A man has children with a woman who is the half-sister of his dead wife. Oh, by the way, the white man owns the black woman as his slave, and she is his junior by decades. And the man is President of the United States.
We might think families became complicated in the’ 80s and ‘90s, when the myth of the nuclear family exploded on the set of Jerry Springer. And, as a person who actually knows her ex-step-grandmother-in-law, I can safely say that things are complicated. However, the circumstances that brought together Thomas Jefferson and his slave, Sally Hemings, makes having two dads or multiple sets of step-parents seem downright pedestrian.
While the Jefferson-Hemings story is a juicy one, The Hemingses of Monticello—as you might guess from its straight-laced title—is no breathless exposé. It is a scholarly work in which accomplished historian and law professor Annette Gordon-Reed uses her impressive powers of research, imagination and analysis to illuminate the lives of the Hemings family and reveal the institution of slavery for all its dehumanizing evils.
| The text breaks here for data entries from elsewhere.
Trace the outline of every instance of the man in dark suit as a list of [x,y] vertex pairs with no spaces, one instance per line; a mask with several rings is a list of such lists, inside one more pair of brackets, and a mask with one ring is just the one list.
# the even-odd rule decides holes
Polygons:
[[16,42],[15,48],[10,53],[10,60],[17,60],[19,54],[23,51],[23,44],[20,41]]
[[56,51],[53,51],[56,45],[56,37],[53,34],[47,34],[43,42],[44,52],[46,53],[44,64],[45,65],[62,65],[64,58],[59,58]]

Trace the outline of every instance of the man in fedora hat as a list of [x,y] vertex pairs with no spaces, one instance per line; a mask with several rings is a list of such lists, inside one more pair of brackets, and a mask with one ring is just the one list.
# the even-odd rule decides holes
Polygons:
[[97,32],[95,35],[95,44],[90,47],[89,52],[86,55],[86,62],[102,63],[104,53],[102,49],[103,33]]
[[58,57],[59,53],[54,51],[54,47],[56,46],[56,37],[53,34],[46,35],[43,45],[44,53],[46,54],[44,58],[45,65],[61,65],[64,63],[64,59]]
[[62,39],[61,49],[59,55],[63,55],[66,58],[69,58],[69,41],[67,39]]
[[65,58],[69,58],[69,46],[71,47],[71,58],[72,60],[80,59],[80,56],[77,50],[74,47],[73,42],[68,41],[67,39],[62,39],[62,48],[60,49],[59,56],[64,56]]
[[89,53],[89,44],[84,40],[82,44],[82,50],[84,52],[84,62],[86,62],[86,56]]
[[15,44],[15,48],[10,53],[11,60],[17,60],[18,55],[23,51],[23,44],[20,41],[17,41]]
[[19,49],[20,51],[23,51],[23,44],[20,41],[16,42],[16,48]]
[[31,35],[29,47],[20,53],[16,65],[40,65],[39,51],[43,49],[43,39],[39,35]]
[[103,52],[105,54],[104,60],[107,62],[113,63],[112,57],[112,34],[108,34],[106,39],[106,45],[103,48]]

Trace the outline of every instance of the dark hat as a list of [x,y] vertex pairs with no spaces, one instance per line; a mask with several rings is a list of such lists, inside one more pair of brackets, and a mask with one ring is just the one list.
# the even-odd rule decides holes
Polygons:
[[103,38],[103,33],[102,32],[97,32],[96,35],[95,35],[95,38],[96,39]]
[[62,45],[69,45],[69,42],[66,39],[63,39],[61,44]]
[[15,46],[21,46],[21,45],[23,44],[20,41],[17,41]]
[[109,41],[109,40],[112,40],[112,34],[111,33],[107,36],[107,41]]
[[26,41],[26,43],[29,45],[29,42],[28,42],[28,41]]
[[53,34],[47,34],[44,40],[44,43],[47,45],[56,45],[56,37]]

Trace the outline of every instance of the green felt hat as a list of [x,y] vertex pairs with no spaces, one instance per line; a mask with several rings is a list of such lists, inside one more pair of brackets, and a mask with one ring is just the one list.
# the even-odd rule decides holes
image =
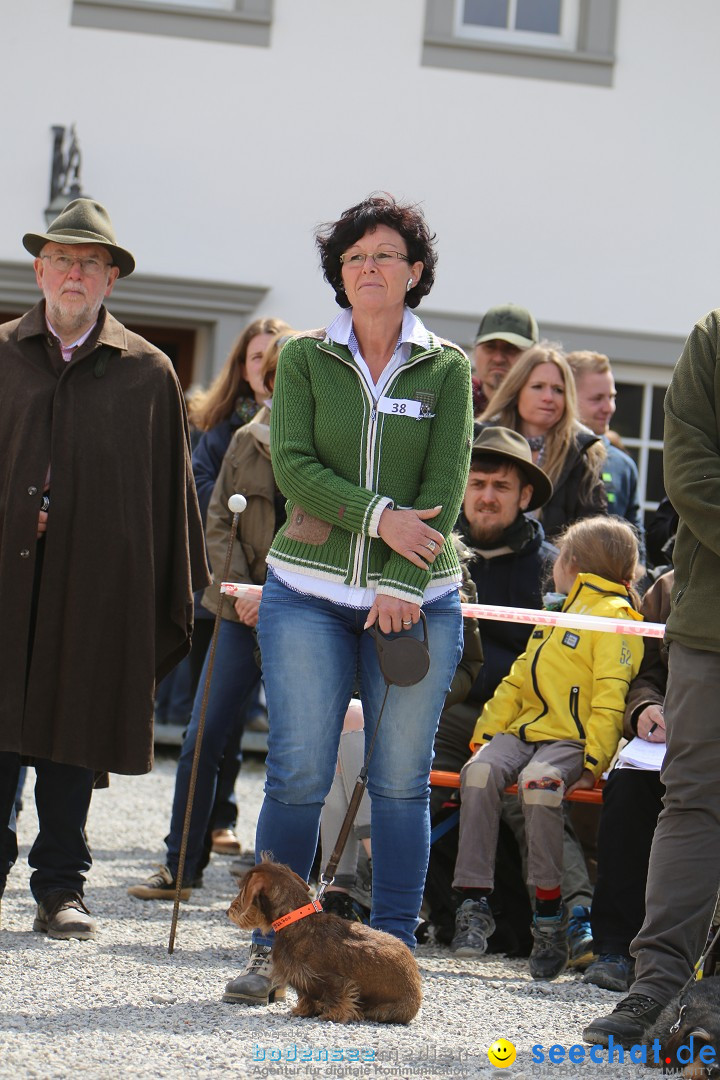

Gordon-Reed, author of the 1998 book Thomas Jefferson and Sally Hemings: An American Controversy, was instrumental in making sure the nearly 40-year relationship between Jefferson and Hemings was not swept under the rug of history. Now, she has done the same for the rest of the extensive, mixed-race Hemings clan. Their varied life experiences help us better understand the personal impact of slavery on families and white Americans’ evolving perceptions of slavery during the late 1700s and early 1800s—a time when the phrase “all men are created equal” meant something very different than it does today.
The Hemingses of Monticello is not crammed with one well-substantiated, meticulously footnoted fact after another. The Hemingses did not leave much of a written record, and the most interesting sections of the book posit thoroughly-considered and firmly-grounded guesses. Here, Gordon-Reed explores the silences of history as well as the noise. What does it tell us that Thomas Jefferson’s white family members avoided writing about Sally in their letters? What can we make of the fact that Jefferson did not free Sally in his will? What was going through Sally’s head when she had the opportunity to stay in France and become a free woman, but instead decided to return to the US with Jefferson?
Despite the mountains of information available on Jefferson, Gordon-Reed keeps her focus firmly on the Hemingses. I imagine it must have been difficult to avoid the pull of Jefferson’s historical orbit. As the owner of the Hemings family, Jefferson is obviously a key player in the book, but it is really the story of Sally, her mother, her siblings, her children, and her large extended family. For this reason, the one thing that surprised me about The Hemingses of Monticello is that Gordon-Reed wraps up the story soon after Jefferson’s death. Obviously, she had to end somewhere, but I wanted to read more about what the Hemingses’ lives might have been like in the decade or so after Jefferson’s death. Perhaps the historical record became too slim, even for someone so adept at connecting dispersed dots.
The Hemingses of Monticello won the 2008 National Book Award for Nonfiction, and was on the New York Times’ list of the 100 Notable Books of 2008. “Important” and “epic” are adjectives other reviewers have used to describe this book. These are words that make you know a book must be really worthwhile, something you should read. However, they are not exactly words that make you want to rush out, buy the book, curl up on the sofa, and not put the book down until you are finished. At 800 pages, you’d be sitting on that sofa reading The Hemingses of Monticello for quite awhile.
Instead, The Hemingses of Monticello is a book to savor and mull over during the course of a few weeks, maybe even a couple months. You’ll be thinking about it for many months afterwards.